Chemical and biological transformation technologies exhibit limited efficiency in disrupting the three-dimensional network structure of vulcanized rubber. Photocatalysis, advanced oxidation, and enzymatic reactions may introduce oxygen-containing functional groups onto polymer surfaces, cleave partial side chains, or reduce molecular weight; however, the mass loss rates reported in current studies are generally below 10%. More importantly, incomplete transformation may promote the conversion of additives such as 6PPD into more toxic derivatives, including 6PPD-Q, or fragment micrometer-sized TWPs into more mobile nanoscale particles. In such cases, structural transformation is accompanied not by toxicity attenuation, but by a shift in risk form. Therefore, technologies claiming degradation or removal should be independently validated using biological toxicity endpoints rather than being evaluated solely based on apparent mass loss or morphological changes.

Biochar has demonstrated considerable engineering potential for the remediation of TWP-associated composite pollution systems, although its practical effectiveness still requires validation under realistic environmental conditions. Biochar can be produced from a wide range of feedstocks, including agricultural residues, wood waste, and sewage sludge. By regulating pyrolysis conditions, biochars with distinct pore structures and surface chemical properties can be obtained. Laboratory batch experiments have shown that biochar exhibits favorable adsorption performance toward standard MPs and single heavy metal solutions through mechanisms including pore filling, hydrophobic interactions, hydrogen bonding, and surface complexation.
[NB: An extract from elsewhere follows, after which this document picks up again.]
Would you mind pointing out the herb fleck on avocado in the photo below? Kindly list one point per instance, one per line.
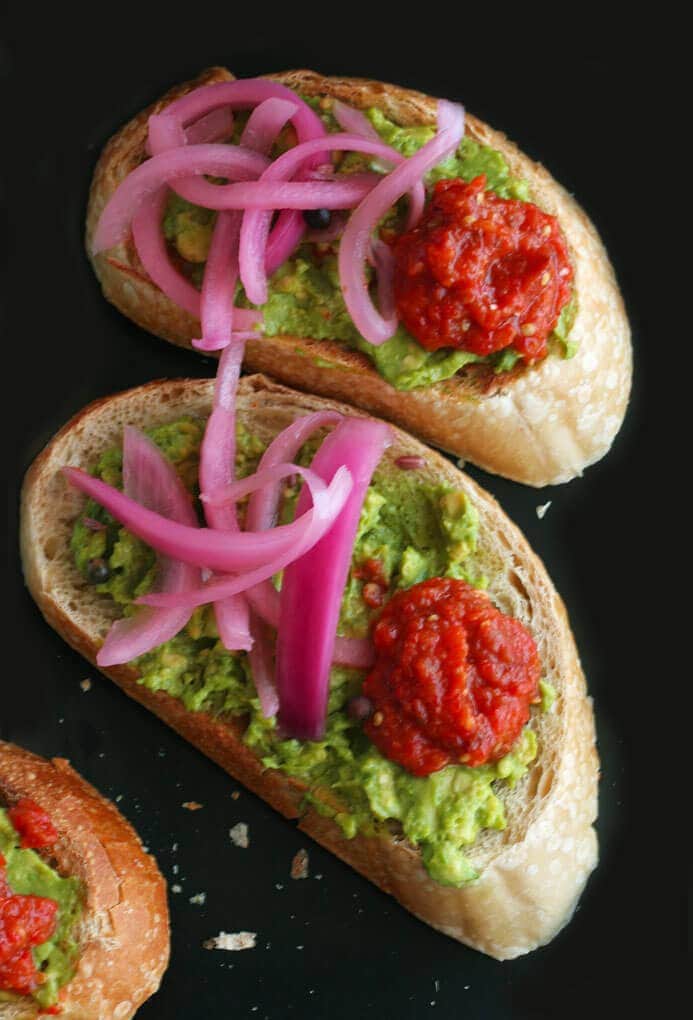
(304, 296)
However, under realistic road runoff conditions, biochar is subjected to substantially greater competitive constraints. High concentrations of suspended solids may block surface pores, while DOM can compete for hydrophobic adsorption sites. In addition, the release of inorganic fillers such as zinc oxide may alter local pH conditions and consequently affect surface charge distributions. Carbon black particles attached to TWPs may also occupy active adsorption sites on biochar surfaces. The long-term operational behavior of biochar in dynamic filtration systems - including breakthrough curve characteristics, regeneration methods after adsorption saturation, and performance deterioration during repeated cycles - has not yet been systematically evaluated through column experiments or pilot-scale studies. From an engineering and economic perspective, large-scale biochar production must address challenges related to feedstock consistency, pyrolysis energy consumption, and product stability. Potential risks associated with residual PAHs and heavy metal leaching during final disposal should also be incorporated into life-cycle assessments. If these limitations can be overcome, biochar may serve as an effective permeable filler in stormwater management systems, a supplementary substrate in constructed wetlands, or a pretreatment adsorption unit in wastewater treatment processes, thereby contributing to the source interception of TWPs and associated pollutants.

Therefore, for engineering applications, it is necessary to establish performance evaluation standards based on realistic TWPs containing carbon black, zinc oxide, vulcanization systems, and road-derived mineral particles. Pilot-scale studies integrating stormwater control facilities, such as bioretention systems and filtration swales, with wastewater treatment processes should be conducted to systematically monitor the long-term behavior of particle retention, media breakthrough, and additive release. At the same time, four independent indicators - phase-transfer efficiency, degree of structural transformation, mineralization rate, and toxicity attenuation index - should be clearly distinguished to avoid mechanistic misinterpretation caused by inconsistent terminology. Only by integrating material development with engineering-scale validation can TWP management shift from simple concentration reduction toward comprehensive risk control.